LSH9832 commented 1 year ago

If it still cannot be solved and your custom dataset is shareable, you can send your dataset to my email(bitshliu@qq.com) for testing, and I will reply to you before the end of this week as far as possible.

ramonhollands commented 1 year ago

Thanks for your fast reply.

It looks like it's training correctly after changing the fp16 setting to false again. Could that be the cause? First 30 epochs have succeeded so far. I'll keep you posted.
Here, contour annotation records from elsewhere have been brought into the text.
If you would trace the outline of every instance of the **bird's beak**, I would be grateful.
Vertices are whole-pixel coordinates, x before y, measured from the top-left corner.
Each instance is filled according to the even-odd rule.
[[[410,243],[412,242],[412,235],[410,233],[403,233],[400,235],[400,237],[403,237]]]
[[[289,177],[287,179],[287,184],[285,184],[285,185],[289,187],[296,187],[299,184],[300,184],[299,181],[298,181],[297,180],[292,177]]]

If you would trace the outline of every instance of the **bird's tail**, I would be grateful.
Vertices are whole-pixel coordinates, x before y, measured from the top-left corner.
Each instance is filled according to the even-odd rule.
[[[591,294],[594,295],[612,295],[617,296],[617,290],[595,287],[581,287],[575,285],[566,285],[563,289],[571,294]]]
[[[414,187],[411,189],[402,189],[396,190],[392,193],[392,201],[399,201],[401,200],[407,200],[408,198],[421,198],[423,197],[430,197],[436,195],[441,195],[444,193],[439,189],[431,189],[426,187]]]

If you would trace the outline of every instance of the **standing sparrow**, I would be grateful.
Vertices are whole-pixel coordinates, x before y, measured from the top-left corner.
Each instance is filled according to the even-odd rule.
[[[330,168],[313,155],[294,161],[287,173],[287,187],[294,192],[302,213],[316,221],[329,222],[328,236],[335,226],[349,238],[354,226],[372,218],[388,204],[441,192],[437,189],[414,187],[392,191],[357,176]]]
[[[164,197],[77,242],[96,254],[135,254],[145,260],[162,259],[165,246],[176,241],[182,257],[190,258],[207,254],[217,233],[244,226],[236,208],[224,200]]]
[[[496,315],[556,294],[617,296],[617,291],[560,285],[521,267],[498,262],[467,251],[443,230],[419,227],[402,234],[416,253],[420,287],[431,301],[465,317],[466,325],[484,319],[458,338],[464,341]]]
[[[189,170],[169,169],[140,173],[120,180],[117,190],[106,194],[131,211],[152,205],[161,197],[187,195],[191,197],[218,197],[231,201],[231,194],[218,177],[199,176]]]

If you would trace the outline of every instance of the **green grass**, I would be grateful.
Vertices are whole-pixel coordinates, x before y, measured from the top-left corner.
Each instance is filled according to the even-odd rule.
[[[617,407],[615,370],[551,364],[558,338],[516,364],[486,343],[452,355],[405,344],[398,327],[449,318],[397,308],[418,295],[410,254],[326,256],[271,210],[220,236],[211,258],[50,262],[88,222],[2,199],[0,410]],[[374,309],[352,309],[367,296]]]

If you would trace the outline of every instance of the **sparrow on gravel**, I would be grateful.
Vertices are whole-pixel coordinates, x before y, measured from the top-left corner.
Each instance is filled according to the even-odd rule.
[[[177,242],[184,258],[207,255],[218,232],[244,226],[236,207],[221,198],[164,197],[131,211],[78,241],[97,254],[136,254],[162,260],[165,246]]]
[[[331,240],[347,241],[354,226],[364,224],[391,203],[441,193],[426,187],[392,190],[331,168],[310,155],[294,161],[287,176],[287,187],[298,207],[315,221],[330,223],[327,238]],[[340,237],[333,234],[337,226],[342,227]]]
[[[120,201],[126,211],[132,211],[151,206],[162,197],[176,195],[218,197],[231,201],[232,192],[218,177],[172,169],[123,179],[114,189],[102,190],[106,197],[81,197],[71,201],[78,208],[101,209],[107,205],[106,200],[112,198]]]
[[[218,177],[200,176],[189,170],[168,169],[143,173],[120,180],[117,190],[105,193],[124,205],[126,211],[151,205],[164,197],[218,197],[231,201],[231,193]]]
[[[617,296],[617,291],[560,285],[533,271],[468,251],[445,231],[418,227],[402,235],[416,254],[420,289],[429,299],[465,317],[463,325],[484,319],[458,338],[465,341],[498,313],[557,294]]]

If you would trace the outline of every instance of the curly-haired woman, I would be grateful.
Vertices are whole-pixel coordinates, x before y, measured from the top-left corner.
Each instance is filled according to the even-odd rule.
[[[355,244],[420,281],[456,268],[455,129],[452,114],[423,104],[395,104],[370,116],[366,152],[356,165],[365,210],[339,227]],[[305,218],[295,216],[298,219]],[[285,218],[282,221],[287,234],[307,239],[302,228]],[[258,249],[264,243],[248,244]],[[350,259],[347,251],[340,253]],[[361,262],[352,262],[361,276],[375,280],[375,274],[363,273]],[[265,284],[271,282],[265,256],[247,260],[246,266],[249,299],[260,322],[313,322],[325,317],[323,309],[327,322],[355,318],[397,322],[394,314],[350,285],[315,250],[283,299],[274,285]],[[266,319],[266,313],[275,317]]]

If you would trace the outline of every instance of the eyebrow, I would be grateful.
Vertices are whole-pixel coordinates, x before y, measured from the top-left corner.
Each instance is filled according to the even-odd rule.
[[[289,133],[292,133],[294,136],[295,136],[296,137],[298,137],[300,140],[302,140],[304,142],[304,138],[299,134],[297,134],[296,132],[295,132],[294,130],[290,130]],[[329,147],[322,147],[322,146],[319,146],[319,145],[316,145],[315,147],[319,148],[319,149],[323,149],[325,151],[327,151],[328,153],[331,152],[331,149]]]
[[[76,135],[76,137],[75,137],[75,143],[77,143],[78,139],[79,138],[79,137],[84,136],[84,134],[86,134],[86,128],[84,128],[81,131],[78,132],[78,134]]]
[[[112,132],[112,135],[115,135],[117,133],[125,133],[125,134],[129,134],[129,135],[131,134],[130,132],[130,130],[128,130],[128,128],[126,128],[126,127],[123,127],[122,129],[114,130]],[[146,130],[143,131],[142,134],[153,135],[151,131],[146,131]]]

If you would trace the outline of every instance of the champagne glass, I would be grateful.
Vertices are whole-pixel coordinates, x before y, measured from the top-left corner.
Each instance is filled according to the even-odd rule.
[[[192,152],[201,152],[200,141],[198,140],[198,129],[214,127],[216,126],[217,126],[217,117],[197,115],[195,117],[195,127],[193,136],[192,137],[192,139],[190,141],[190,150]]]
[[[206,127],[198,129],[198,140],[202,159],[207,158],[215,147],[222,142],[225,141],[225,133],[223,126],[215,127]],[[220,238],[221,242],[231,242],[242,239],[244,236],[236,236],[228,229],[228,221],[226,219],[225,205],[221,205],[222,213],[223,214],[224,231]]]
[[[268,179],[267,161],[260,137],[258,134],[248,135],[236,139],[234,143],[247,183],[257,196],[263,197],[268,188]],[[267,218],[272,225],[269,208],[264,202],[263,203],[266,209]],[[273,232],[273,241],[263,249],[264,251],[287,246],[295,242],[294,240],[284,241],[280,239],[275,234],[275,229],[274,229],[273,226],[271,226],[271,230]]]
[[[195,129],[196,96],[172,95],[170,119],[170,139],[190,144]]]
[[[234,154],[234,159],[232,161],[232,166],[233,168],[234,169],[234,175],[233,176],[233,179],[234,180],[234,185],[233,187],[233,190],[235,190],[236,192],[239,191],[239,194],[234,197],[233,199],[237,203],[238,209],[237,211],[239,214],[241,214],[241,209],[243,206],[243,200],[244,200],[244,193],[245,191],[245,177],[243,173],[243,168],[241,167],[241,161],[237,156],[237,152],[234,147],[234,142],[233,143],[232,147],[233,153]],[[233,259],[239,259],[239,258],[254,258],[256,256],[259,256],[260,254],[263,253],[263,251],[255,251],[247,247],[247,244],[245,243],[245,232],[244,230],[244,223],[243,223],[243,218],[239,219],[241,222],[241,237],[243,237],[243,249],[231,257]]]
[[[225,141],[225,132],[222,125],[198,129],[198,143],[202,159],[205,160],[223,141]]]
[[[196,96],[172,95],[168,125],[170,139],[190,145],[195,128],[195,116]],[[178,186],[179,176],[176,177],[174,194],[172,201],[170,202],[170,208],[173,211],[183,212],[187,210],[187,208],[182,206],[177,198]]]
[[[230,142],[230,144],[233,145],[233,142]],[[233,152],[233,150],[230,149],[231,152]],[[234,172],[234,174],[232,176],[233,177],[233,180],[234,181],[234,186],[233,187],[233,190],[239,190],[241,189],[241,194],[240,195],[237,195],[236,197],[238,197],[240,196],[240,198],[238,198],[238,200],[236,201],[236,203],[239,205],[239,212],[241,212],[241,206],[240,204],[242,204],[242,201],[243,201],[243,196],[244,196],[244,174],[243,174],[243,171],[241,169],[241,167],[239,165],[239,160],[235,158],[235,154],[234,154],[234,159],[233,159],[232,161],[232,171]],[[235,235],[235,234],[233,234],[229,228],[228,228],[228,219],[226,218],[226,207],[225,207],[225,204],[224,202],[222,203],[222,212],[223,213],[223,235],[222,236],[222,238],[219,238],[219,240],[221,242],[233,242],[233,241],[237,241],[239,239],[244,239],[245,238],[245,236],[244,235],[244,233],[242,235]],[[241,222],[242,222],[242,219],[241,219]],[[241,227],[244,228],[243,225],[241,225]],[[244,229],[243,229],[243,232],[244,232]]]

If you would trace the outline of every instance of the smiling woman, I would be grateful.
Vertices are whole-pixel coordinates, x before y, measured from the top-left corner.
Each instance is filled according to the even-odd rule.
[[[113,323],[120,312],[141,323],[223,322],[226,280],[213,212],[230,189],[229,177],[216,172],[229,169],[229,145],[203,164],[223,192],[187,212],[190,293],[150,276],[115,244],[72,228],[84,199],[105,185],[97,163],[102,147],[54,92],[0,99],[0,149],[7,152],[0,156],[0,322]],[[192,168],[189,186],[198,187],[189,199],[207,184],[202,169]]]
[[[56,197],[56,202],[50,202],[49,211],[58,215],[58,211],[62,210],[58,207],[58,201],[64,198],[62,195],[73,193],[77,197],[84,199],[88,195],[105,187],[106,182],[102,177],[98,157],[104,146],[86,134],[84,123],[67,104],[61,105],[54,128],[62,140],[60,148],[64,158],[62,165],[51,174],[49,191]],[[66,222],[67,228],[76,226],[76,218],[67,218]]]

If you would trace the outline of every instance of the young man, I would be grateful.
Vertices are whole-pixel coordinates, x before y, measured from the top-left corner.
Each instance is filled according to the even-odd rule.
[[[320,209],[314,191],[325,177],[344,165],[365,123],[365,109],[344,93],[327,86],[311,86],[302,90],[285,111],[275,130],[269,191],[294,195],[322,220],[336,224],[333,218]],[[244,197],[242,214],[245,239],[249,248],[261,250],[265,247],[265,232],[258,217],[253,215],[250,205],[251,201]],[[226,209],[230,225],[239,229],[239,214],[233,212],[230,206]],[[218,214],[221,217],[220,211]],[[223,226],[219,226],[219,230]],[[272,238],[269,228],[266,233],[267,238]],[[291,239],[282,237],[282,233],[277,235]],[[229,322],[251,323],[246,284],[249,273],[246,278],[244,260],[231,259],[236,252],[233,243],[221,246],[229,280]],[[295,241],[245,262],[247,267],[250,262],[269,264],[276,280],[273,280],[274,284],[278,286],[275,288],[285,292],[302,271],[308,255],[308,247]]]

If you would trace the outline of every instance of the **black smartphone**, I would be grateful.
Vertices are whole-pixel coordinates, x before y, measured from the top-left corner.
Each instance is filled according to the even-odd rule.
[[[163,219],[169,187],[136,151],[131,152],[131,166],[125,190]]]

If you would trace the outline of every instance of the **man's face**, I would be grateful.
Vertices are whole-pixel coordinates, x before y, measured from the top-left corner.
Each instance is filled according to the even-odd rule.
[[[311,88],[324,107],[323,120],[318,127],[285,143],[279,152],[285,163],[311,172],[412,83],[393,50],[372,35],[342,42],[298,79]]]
LSH9832 commented 1 year ago

what type is your GPU? I guess that your GPU might not fully support AMP(auto-mixed-precision) training, I test training with fp16 enabled and it works well in RTX30 sesries and Tesla T4

ramonhollands commented 1 year ago

It's a RTX3090, running CUDA 11.4. I am doing some experiments these days and let you know. If you are interested in this dataset, I can share it with you.

Looking forward to eventually contribute to this repo.

LSH9832 commented 1 year ago

oh, it might because of the CUDA version. l'm using CUDA 11.1 for RTX3090 in ubuntu18.04. And I'd like to know more about your dataset and your experiments

x-yy0 commented 1 year ago

Thanks for your fast reply.

It looks like it's training correctly after changing the fp16 setting to false again. Could that be the cause? First 30 epochs have succeeded so far. I'll keep you posted.

I have the same problem after seting the fp16 to true.